Emaneti Rabb'ine teslim etmeden bizi şahit tutmuştu. Yine Efendimizin izine basarak. "Hakkı tebliğ edip, mücadele ettiğime şahit misiniz?" diye sormuştu. O gün, Şahidiz Hocam derken gözyaşlarımıtutamamıştım. Her 27 Şubat aynı duygu seli ile gözyaşlarımı tutamadan yad ederim. Cenaze namazı sırasında Diyanet İşleri Başkanımız tabutu başında konuşma yaparken "Yaşamı ile bize dersler veren Erbakan Hocamız, bugün ölümüylede bize büyük dersler vererek dostuna gidiyor"demişti. Evet, Görmez Hocamız haklıydı ve milyonlarca insan kabri başında helalleşmek için hazırdı. Çok örselenmiş, itilmiş, zulmedilmişti belki ama O'nu Allah sevmiş ve Mü'min gönüllere sevdirmişti. Biliyorduk ki; o bir beşerdi ama meleklerin iman ve ihlasına şahid olduğu, can emanetini Mü'mince teslim etmiş güzel bir beşer. Açtığı hayırlı yollar takip edildiği müddetçe hesap defteri kapanmayacak güzel bir insan.
Faniyiz hepimiz bâki olan sadece Allah'tır. Buna sonsuz iman ederiz ama geçici dünyada kimileri gelir geçer, kimileri ise dünyaya kafa tutar, sisteme köle arayanlara ve ezenlere hakkı haykırır da uyuyan milyarlarca Müslümanı uyandırır da geçer. Her 27 Şubat’ta içimden şöyle düşünürüm. “Ey Hocam! Rabbim sana yeni bir 28 Şubat zulmü daha hatırlatmadan, bir gün önce emanetini aldı. 10 yıl oldu. Sen gün geçtikçe ufkunla, yaptıklarınla ve yetiştirdiğin güzel insanlarla büyüyorsun ama sana zulmedenler tarihin çöplüğüne düştü bile.”

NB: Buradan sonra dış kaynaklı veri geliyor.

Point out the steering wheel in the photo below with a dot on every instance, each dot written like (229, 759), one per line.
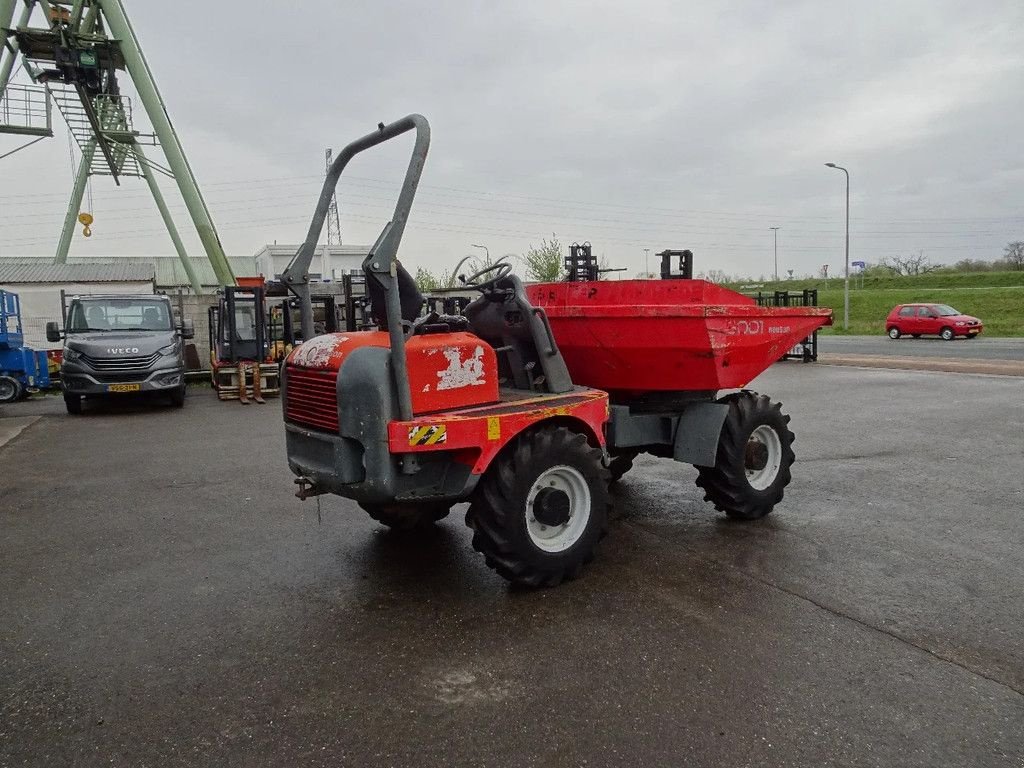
(503, 269)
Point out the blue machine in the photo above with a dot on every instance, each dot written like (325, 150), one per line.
(22, 369)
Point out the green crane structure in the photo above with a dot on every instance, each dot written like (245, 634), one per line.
(74, 58)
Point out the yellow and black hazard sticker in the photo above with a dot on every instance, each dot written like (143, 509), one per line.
(428, 435)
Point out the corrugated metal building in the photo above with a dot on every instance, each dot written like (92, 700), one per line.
(39, 284)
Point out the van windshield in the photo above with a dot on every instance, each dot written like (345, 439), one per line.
(119, 314)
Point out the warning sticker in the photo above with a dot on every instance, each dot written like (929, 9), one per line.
(427, 435)
(494, 428)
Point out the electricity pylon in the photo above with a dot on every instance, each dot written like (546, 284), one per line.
(333, 223)
(73, 60)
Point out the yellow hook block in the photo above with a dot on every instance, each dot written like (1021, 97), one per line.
(85, 219)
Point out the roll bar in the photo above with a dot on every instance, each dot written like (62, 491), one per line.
(380, 264)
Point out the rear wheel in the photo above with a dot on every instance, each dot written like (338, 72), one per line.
(542, 508)
(408, 516)
(10, 389)
(74, 403)
(755, 453)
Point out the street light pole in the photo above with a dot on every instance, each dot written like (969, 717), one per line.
(485, 251)
(846, 278)
(774, 230)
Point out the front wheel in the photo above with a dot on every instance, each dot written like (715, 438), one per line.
(10, 389)
(399, 516)
(541, 508)
(755, 453)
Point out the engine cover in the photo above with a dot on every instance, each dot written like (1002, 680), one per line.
(445, 371)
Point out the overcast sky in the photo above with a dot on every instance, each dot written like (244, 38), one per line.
(633, 125)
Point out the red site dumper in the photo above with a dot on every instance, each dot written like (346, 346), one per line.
(536, 398)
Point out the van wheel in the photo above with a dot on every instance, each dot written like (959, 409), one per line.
(541, 508)
(10, 389)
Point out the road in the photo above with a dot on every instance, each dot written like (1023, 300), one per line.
(981, 348)
(167, 601)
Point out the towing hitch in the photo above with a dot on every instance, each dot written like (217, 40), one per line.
(306, 488)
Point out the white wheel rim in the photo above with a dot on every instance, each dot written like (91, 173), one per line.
(762, 478)
(559, 538)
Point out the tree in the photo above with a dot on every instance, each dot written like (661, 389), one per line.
(545, 263)
(425, 280)
(908, 265)
(1013, 254)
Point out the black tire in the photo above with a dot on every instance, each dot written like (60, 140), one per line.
(400, 516)
(511, 516)
(622, 462)
(10, 389)
(727, 484)
(178, 396)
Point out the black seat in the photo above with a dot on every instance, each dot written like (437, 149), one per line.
(527, 354)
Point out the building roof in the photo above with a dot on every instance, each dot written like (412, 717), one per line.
(166, 271)
(171, 272)
(14, 270)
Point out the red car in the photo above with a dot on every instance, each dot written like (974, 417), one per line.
(934, 320)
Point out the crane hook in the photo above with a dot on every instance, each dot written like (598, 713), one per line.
(85, 219)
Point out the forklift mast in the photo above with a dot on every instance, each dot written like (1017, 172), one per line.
(238, 326)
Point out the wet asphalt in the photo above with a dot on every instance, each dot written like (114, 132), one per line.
(165, 600)
(980, 348)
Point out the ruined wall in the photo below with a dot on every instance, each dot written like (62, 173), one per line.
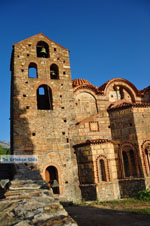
(92, 184)
(44, 132)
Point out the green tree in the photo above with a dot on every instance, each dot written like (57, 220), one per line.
(4, 151)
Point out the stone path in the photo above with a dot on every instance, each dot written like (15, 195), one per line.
(30, 202)
(93, 216)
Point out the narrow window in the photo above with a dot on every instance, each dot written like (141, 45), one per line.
(133, 164)
(44, 98)
(32, 70)
(54, 71)
(42, 49)
(102, 170)
(126, 164)
(147, 155)
(51, 176)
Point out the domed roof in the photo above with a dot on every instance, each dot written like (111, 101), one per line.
(80, 82)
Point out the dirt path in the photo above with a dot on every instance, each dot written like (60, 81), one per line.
(93, 216)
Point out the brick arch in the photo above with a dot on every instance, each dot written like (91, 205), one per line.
(143, 147)
(126, 85)
(106, 165)
(86, 104)
(25, 67)
(60, 173)
(127, 147)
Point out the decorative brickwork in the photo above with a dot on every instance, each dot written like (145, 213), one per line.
(93, 141)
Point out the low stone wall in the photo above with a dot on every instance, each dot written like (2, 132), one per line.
(130, 187)
(88, 192)
(30, 202)
(105, 191)
(108, 191)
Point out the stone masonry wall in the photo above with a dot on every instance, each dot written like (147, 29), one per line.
(44, 132)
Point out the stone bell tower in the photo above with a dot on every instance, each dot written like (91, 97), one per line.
(42, 111)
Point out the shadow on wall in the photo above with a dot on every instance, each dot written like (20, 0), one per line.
(129, 165)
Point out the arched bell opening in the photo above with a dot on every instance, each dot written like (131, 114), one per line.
(42, 49)
(51, 177)
(54, 71)
(44, 98)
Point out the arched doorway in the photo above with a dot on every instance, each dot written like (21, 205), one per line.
(51, 177)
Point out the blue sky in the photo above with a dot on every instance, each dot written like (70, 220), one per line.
(106, 39)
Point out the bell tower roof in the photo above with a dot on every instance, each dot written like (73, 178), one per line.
(42, 36)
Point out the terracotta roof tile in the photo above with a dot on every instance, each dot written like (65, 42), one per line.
(95, 141)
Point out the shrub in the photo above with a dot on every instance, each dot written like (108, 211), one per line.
(143, 195)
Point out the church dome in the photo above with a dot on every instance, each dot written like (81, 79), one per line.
(80, 82)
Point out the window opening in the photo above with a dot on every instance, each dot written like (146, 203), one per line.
(102, 170)
(133, 165)
(147, 153)
(54, 71)
(42, 49)
(51, 175)
(126, 164)
(44, 98)
(41, 91)
(32, 70)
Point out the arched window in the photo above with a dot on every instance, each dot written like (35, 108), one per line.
(44, 98)
(147, 158)
(102, 171)
(54, 71)
(32, 70)
(126, 164)
(42, 49)
(51, 176)
(130, 167)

Son günlerinde kendisine nasıl anılmak istersiniz? diye sormuşlardı, o, yine en güzel cevabı vermiş, "Canıyla, malıyla Allah rızası için Cihad eden bir Müslüman olarak anılmak isterim" demişti. Bizim şehadetimiz ne anlama gelir bilemem ama Şahidiz Hocam. Sen sadece gelip/geçmedin. Yüreğimize büyük bir sevgi, Allah aşkı ve omzumuza büyük bir dava mirası bıraktın da gittin. Ya Rabb’i... ben ve benim gibi tüm İslam alemindeki milyonların bu şehadeti hürmetine onun ahiret hesabını kolay kıl, Efendimiz AS komşu eyle. Bizi cennetinde buluştur.
Ve ben... Rabb’ine kavuşmasından sonra geçen 10 yılda, hala yüreğimde aynı dirilikte yaşattığım Hocamı yine gözyaşlarımla özlüyor, üzerimizde zerre kadar adamlık var ise Allah’ın lütfuyla Hocamızdan biliyorum..!!